Yet they plundered on, expanding their horizons by wandering without purpose or exploring the forest. They did not know any other life. Brother, who was a bit older than Sister, could vaguely remember a woman, but once he tried to dig deeper, details eluded him and he got nowhere.

As they had been thrown into this life together, they had no secrets to hold, and no one to hold secrets from. As a result of this, they were joined at the figurative hip. It was necessary, this bond, otherwise they would both die on their own. They never fought, and never waged war against one another as siblings otherwise would do. Though the fact has been stressed, let's us stress it again; Brother and Sister were not siblings, not in the slightest. Their bond was much stronger than any bond of blood.

That bond was going to be tested in the upcoming months, as their world expanded.

_oOo_

It was sometime in early spring they found the bodies. The air was crisp and nippy, and the water still painful to drink. Spots of snow were melting, and birds began to chirp and sing now that they were free of the bitter cold of winter.

Sister and Brother were playing a game of their own invention, one where Sister would be given a momentary head start and she would try to run and cover her scent best she could, and Brother would have to find her. The two were deep into a delightful game, when Sister ran across a long dirt trail. It seemed to go on forever, like a dirty river winding its way through the trees. Though this was surprising in itself, what Sister found on the side of the road was even more so.

Several men of various colouring and height laid where they had fallen, groping hands trying to get away from what killed them, and their mouths gaping in fear. Their clothes were bloody and worn, caked with grease and dirt, and their legs looked to be broken in several places. Sister cringed at the arrows in their sides, and tried to look away. But like a particularly gruesome train wreck, she couldn't. In the men's mouths, she could see a bloody stump where a tongue once was, and two gory holes where eyes should've been. Bile began to rise in her throat, and she fought the urge to vomit.

Brother crashed through the trees, victorious, but quickly saw why Sister was upset. His face turned an unflattering shade of mouldy salmon. He turned her away from the dead men.

"Sister…?"

"Yes?"

"I won."

"I know." She sighed. "D'you want to learn where this path goes?"

"No."

"Why not?"

"If any more of the things that killed those animals are there, no."

"I don' wanna go either. Can we go fish?"

"Yes, Sister. Let's go fish."

And that was that. About a month later, the men were all but forgotten.
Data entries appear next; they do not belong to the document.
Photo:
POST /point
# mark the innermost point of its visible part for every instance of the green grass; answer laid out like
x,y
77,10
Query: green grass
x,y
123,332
The trail, however, was not so much forgotten as ignored. Brother began to have an unhealthy obsession with it, comparing it to paths Sister and he had forged. He concluded that several animals had beaten that trail, and it might lead to a gathering of them. He was quite proud of himself for that achievement, as it was similar to discovering that the Earth was round.

When he shared his finding with Sister, she seemed full of energy to go find more of the creatures, but not the dead ones, of course. Those had given her a frightful scare.
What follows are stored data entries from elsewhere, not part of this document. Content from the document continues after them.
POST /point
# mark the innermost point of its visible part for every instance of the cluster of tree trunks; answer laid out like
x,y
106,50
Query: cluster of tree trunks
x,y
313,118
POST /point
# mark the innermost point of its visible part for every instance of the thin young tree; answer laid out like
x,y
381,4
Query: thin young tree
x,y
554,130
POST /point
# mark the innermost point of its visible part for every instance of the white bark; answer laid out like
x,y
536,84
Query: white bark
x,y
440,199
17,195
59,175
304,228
They needn't pack much, as all they owned was a bow with a few bloodied arrows they used for killing birds, a sharpened stone for gutting fish, and a spear for spearing fish. They also owned two bowls, one metal and full of dents, the other wooden, carved by Sister. Brother owned a cup he made out of clay. As they were both made by children, the bowl and cup were lopsided with thick walls, but the two children were quite proud of them.

The bow and ramshackle knife went to Sister, who was better at using them, and the spear and pot to Brother.
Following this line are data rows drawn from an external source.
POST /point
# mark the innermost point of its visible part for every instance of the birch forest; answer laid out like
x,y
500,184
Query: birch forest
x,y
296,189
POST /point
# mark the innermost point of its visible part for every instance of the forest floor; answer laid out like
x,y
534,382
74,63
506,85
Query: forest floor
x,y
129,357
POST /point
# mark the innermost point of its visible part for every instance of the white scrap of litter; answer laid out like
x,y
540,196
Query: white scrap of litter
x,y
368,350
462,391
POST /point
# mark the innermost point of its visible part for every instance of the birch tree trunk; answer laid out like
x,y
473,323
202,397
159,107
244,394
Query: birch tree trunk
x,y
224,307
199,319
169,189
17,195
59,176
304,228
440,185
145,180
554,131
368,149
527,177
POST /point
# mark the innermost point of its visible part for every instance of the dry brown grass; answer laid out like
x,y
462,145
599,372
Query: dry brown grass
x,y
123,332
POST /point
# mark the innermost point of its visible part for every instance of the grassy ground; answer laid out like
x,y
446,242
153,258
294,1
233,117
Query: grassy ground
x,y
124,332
The two children soon were on the road, carefully avoiding the now rotting corpses. They trekked on and on, talking in intervals, though not frequently, because they were hiking at a furious pace with their curiosity running rampant. When the sun began to get low, Brother set up camp, and Sister surveyed the area, bow in hand, ready to kill any bird.

She stalked through the trees, silent and near the ground. The only noise was the bubble of a far off creek, the rustle of tree branches, the crunch of dirt and leaves below Sister's feet, and the shallow noise of her panting breath. The trees around her were old and plenty, with deep grooves in their bark and too wide for two men to comfortably encircle.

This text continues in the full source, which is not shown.